Pablo Martinez Monsivais/AP
Amid an ongoing federal investigation into its recall of vehicles linked to 13 deaths, General Motors has placed two engineers on paid leave and is asking NASA to determine the safety of the cars it is recalling.
The moves come a week after members of Congress sharply criticized GM, saying the company has not been transparent enough in dealing with a defective ignition switch that investigators say momentarily powers down the engine and disables the airbags. About 2.6 million vehicles have been recalled worldwide.
GM did not identify the two engineers, but media reports identify them as Ray DeGiorgio, a switch engineer, and Gary Altman, a chief development engineer. Both men provided depositions last year in a civil suit related to the switches.
Mr. Altman said he first noticed the ignition switch problem in 2004 and described a replacement switch issued in 2006 as an “improvement” but “not a fix to the issue,” according to documents collected by the National Highway Traffic Safety Administration (NHTSA), which is investigating the recall. Even so, Altman said he agreed with the installation of the switch in the vehicles.
Mr. DeGiorgio approved the new switch in April 2006, according to documents, even though he said in his deposition that he did not “recall ever authorizing such a change.”
In a Senate hearing last week, Sen. Claire McCaskill (D) of Missouri said DeGiorgio “lied” under oath. Thursday, she said in a statement that “it’s about time” GM put the two engineers on leave.
“Of the many frustrating moments in our hearing last week, an especially surreal one was learning that the GM employee who had obviously committed perjury hadn't even been suspended and was still on the job in a role with a direct impact on the safety of GM's products,” she said. “This marks a small step in the right direction for GM to take responsibility for poor – and possibly criminal – decisions that cost lives and put millions of American consumers at risk.”
GM is also under fire for missing a deadline last week to answer 107 questions requested by the NHTSA in its investigation.
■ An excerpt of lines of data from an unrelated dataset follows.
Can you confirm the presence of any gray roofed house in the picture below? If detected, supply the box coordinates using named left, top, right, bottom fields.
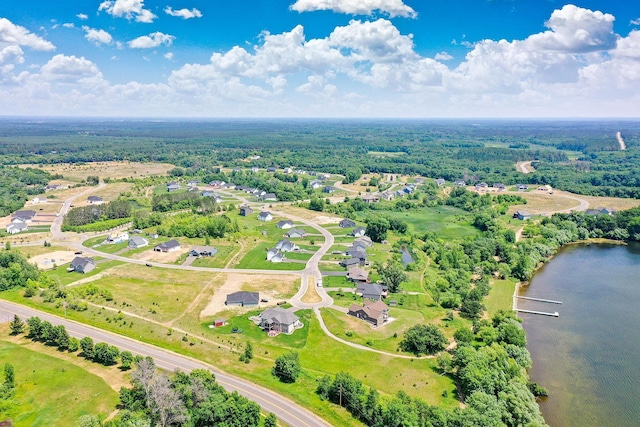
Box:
left=276, top=219, right=293, bottom=230
left=224, top=291, right=260, bottom=307
left=286, top=228, right=307, bottom=239
left=347, top=301, right=389, bottom=326
left=129, top=236, right=149, bottom=249
left=240, top=206, right=253, bottom=216
left=276, top=239, right=299, bottom=252
left=338, top=218, right=356, bottom=228
left=189, top=246, right=218, bottom=257
left=259, top=307, right=303, bottom=334
left=356, top=283, right=389, bottom=301
left=67, top=256, right=96, bottom=274
left=351, top=227, right=367, bottom=237
left=258, top=211, right=273, bottom=222
left=153, top=239, right=181, bottom=252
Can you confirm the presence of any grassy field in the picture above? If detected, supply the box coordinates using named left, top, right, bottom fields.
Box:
left=0, top=340, right=118, bottom=427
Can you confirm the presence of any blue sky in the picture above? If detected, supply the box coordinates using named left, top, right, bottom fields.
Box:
left=0, top=0, right=640, bottom=118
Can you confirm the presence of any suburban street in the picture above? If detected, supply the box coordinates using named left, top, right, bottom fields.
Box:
left=0, top=300, right=330, bottom=427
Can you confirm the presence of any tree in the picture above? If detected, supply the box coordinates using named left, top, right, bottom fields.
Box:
left=120, top=351, right=135, bottom=371
left=272, top=351, right=302, bottom=383
left=9, top=314, right=24, bottom=335
left=400, top=325, right=448, bottom=356
left=365, top=216, right=389, bottom=242
left=375, top=261, right=408, bottom=293
left=264, top=412, right=278, bottom=427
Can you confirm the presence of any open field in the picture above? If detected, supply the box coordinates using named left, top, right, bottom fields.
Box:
left=200, top=273, right=300, bottom=317
left=0, top=336, right=119, bottom=427
left=20, top=162, right=175, bottom=182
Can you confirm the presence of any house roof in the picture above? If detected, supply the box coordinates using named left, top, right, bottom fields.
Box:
left=69, top=256, right=96, bottom=268
left=259, top=307, right=300, bottom=325
left=156, top=239, right=180, bottom=249
left=227, top=291, right=260, bottom=304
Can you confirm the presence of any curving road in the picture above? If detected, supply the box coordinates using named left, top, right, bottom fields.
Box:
left=0, top=300, right=330, bottom=427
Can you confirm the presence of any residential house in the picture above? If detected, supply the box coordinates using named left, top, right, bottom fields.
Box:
left=67, top=256, right=96, bottom=274
left=189, top=246, right=218, bottom=258
left=259, top=307, right=303, bottom=335
left=129, top=236, right=149, bottom=249
left=7, top=222, right=28, bottom=234
left=258, top=211, right=273, bottom=222
left=362, top=194, right=380, bottom=203
left=356, top=283, right=389, bottom=301
left=276, top=219, right=293, bottom=230
left=267, top=248, right=285, bottom=262
left=104, top=231, right=129, bottom=245
left=338, top=218, right=356, bottom=228
left=276, top=239, right=300, bottom=252
left=240, top=205, right=253, bottom=216
left=351, top=227, right=367, bottom=237
left=347, top=267, right=371, bottom=283
left=153, top=239, right=182, bottom=252
left=513, top=211, right=531, bottom=221
left=224, top=291, right=260, bottom=307
left=347, top=301, right=389, bottom=326
left=285, top=228, right=307, bottom=239
left=11, top=210, right=36, bottom=224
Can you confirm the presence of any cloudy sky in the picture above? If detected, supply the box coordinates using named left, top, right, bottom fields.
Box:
left=0, top=0, right=640, bottom=118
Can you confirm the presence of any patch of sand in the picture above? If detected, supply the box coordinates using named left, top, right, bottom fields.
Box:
left=200, top=273, right=300, bottom=317
left=29, top=251, right=76, bottom=270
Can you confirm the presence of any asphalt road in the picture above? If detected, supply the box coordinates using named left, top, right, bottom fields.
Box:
left=0, top=300, right=330, bottom=427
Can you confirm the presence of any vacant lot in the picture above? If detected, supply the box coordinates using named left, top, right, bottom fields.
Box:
left=0, top=333, right=119, bottom=427
left=20, top=162, right=175, bottom=182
On Wednesday, the agency announced it was fining the automaker $7,000 for every day it fails to comply.
GM, meanwhile, has been trying to show that it is in front of the problem. On Thursday, it announced a program titled “Speak Up for Safety” designed to “remove perceived and real barriers to candid conversations between employees and their leaders as a step to foster a ‘safety first’ culture,” CEO Mary Barra said.
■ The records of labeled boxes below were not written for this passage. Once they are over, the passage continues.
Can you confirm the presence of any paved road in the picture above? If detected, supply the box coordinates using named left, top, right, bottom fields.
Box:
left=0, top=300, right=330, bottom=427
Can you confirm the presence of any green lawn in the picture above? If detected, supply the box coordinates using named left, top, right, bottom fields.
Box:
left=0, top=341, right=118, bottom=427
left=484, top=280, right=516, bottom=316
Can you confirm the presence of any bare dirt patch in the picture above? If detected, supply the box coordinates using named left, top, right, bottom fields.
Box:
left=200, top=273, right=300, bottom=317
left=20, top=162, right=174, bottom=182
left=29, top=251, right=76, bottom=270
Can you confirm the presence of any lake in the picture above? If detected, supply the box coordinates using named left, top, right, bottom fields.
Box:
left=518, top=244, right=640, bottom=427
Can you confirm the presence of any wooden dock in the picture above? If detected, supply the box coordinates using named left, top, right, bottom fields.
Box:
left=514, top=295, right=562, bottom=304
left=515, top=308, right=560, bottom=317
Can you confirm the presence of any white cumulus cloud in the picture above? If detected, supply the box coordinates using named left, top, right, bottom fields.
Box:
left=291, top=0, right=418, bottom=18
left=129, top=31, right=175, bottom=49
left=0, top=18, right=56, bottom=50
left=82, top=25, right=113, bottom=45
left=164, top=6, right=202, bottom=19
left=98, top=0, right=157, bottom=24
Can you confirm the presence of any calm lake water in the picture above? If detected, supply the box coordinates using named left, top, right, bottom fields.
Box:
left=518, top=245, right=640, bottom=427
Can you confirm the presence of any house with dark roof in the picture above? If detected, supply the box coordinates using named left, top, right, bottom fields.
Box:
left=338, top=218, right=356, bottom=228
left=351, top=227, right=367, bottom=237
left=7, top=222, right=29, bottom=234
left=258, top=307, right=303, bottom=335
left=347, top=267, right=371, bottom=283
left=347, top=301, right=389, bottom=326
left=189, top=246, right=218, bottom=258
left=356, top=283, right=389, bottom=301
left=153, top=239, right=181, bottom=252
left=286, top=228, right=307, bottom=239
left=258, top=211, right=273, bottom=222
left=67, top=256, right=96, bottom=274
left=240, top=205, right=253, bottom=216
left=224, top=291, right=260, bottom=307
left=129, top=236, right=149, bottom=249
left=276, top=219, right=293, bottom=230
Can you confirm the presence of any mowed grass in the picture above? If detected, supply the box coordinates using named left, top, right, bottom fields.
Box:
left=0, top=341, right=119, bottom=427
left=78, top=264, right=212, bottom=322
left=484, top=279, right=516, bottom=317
The company is also conducting an internal independent investigation, in addition to asking NASA to send a team to verify that the recalled cars, which include Chevrolet Cobalts and other small 2003 to 2007 model-year vehicles, can safely be driven. When that question came up in Congress last week, Ms. Barra said the vehicles were safe so long as no other keys were attached to the ignition key.
The GM recall, combined with the recall of 6.8 million Toyota vehicles worldwide this year, is likely to push federal regulators to clamp down on the industry. Last year, nearly 31 million vehicles were recalled in the US, according to the NHTSA.
Several members of Congress are suggesting measures to improve auto industry safety.
Rep. Henry Waxman (D) of California wants to add a $3 fee on new vehicles to bolster the NHTSA budget. He also wants to raise potential penalties on automakers from $35 million to as much as $200 million.
Sen. Richard Blumenthal (D) of Connecticut wants GM to create a $3 billion to $8 billion trust fund that will pay claims related to the defective vehicles.
Consumer advocate Ralph Nader is also asking Congress to introduce the Dangerous Products Warning Act by Rep. John Conyers (D) of Michigan, which would impose criminal liability for managers who knew of defects but failed to warn federal regulators.